Methods: This is a single-center, open-labeled phase II study of ENMD-2076 in advanced STS pts treated with =1 line of prior therapy in the advanced/metastatic setting. Pts were commenced on 275mg daily dose (on a 28-day cycle. Treatment-emergent adverse events were assessed by CTCAE (4.0). Radiographic or clinical tumor measurements occurred every 2 cycles (RECIST 1.1).
Results: 10 pts were enrolled from 2/2013 – 11/2013 and evaluable for efficacy. Median age is 58 yrs (41 – 72). Male: Female 1:9. Histology: Leiomyosarcoma / pleomorphic sarcoma / angiosarcoma: 7/2/1. Pts received the following prior systemic therapies: doxorubicin/gemcitabine/others: 2/3/5.

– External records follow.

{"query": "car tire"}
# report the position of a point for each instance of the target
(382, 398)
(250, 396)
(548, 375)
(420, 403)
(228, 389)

At time of abstract submission, median follow-up is at 7 months (2-12). 3 pts continue on study. Median number of cycles administered per pt = 2 (1-8). 2 pts had confirmed partial response (PR) and 1 pt with confirmed stable disease (SD) of > 6 months. Clinical benefit rate (PR+SD >6 months) was 30%. Median OS has not been reached. Median PFS at 1.8 months (95% CI: 1.2 – not reached).
ENMD-2076 has generally been well tolerated with primarily grade 1 and 2 adverse events (AEs). Specifically, drug-induced hypertension occurred in 6 pts (grade 1-2: 4 pts, grade 3: 2 pts). Proteinuria, all grade 1-2, occurred in 6 pts. Other drug related grade 3 or 4 AEs include (pts): elevated transaminases (1), leukopenia (1), and diarrhea (1). 1 pt developed Posterior Reversible Encephalopathy Syndrome (PRES) presenting as grade 4 loss of consciousness at Cycle 1 Day 15 required ICU admission. Full neurological recovery was attained after cessation of treatment.
Conclusions: ENMD-2076 has shown activity in patients with advanced STS, with meaningful clinical benefits and a side effects profile typical of this class of agent. PRES is a rare but fully reversible side effect of ENMD-2076. Clinical trial information: NCT01719744.